Situação semelhante foi relatada por Heloísa Bentes. “Desta vez, foram atingidas casas de pessoas de baixa renda, casas de pessoas de alta renda. O vale acabou. Estão dizendo que não sobrou nada”. Segundo ela, moradores relataram que o nível do rio Santo Antônio subiu rapidamente, surpreendendo a todos. “Ele veio arrastando tudo. As pessoas foram para as lajes. Você vê no meio do caminho TVs, carros capotados”.

“A situação na região do Vale do Cuiabá (Distrito de Itaipava, uma das regiões mais afetadas) está bem triste. Ali é a ligação com Teresópolis. Encontramos muita gente fazendo limpeza das casas, que foram cobertas até o telhado”, conta Heloísa. A pousada Tambo Los Incas, que fica no Vale, está entre os imóveis atingidos. No site do estabelecimento, há um comunicado, informando aos clientes que a pousada não terá condições de atender aos hóspedes por um “longo período de tempo”.
Sem condições de habitar sua própria casa no Vale da Lua (também no Distrito Itaipava), Miriam toma banho na da cunhada desde o começo das enchentes. “Isso já havia acontecido em 2008, mas não foi tão forte. Na ocasião, o nível da água em casa chegou só a um metro e meio”, conta.
 
“Corrida de lama”
O arquiteto e urbanista Nabil Bonduki afirma que não existe nenhum tipo de casa capaz de resistir à “corrida de lama”, deslizamento raro visto apenas em dias de forte chuva. Mestre e doutor em Estruturas Ambientais Urbanas, Bonduki explica: 
– Existem as estruturas de rocha e a cobertura vegetal que está sobre ela. Na medida em que acumula cobertura vegetal, ela despenca. Para esses lugares serem habitáveis, as estruturas das casas precisariam de uma profundidade que chegasse até a rocha, o que, na minha avaliação, é muito difícil de acontecer. Não podem viabilizar essas regiões como alternativa habitacional.
O urbanista chama a atenção também para a ocupação turística dessas áreas. Para ele, casas de veraneio, hotéis e pousadas muitas vezes estão em locais perigosos e é preciso fazer o mapeamento para impedir a ocupação. 
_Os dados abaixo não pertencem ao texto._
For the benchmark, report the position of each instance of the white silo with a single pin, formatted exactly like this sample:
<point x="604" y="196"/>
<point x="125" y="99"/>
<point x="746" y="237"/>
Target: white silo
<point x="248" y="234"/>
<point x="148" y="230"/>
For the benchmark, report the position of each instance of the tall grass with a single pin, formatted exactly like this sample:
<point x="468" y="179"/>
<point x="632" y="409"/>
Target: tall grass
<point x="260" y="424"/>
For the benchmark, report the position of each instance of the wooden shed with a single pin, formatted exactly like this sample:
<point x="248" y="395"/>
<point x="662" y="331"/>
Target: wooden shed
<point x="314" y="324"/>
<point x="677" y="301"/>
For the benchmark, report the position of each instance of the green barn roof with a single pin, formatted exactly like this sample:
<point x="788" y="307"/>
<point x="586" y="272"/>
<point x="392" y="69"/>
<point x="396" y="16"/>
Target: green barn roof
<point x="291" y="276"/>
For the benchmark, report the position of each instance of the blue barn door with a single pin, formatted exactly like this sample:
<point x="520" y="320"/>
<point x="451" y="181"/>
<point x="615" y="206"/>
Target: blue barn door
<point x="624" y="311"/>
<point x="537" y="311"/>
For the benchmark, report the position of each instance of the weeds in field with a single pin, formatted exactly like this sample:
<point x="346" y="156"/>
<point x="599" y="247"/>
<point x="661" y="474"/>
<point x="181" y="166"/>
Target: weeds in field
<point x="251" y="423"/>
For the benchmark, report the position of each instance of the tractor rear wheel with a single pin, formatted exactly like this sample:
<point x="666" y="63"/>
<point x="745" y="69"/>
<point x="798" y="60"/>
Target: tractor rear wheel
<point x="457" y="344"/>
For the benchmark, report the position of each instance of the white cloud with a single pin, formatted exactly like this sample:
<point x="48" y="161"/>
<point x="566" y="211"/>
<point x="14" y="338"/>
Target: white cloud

“Seriam necessários instrumentos mais fortes de política fundiária”, diz Bonduki, para depois acrescentar que “a propriedade privada da terra regida por especulação multiplica esse tipo de situação”. 

Ginásio em Teresópolis recebe desabrigados
 
“SOS Teresópolis”
De acordo com a Secretaria de Desenvolvimento Social de Teresópolis – uma das mais prejudicadas -, são cerca de mil desabrigados espalhados por escolas e igrejas do município. A maioria está concentrada no Ginásio Pedro Jahara (Pedrão), para onde são encaminhados os donativos. Os itens mais necessários no momento, conforme a secretaria, são água potável, roupas, alimentos, artigos de higiene pessoal, mamadeiras e leite.
A prefeitura de Teresópolis disponibilizou uma conta corrente no Banco do Brasil para receber doações e ajudar as famílias atingidas pelo temporal. Com o nome “SOS Teresópolis – Donativos”, ela está disponível na agência 0741-2 do Banco do Brasil, com o número 110000-9.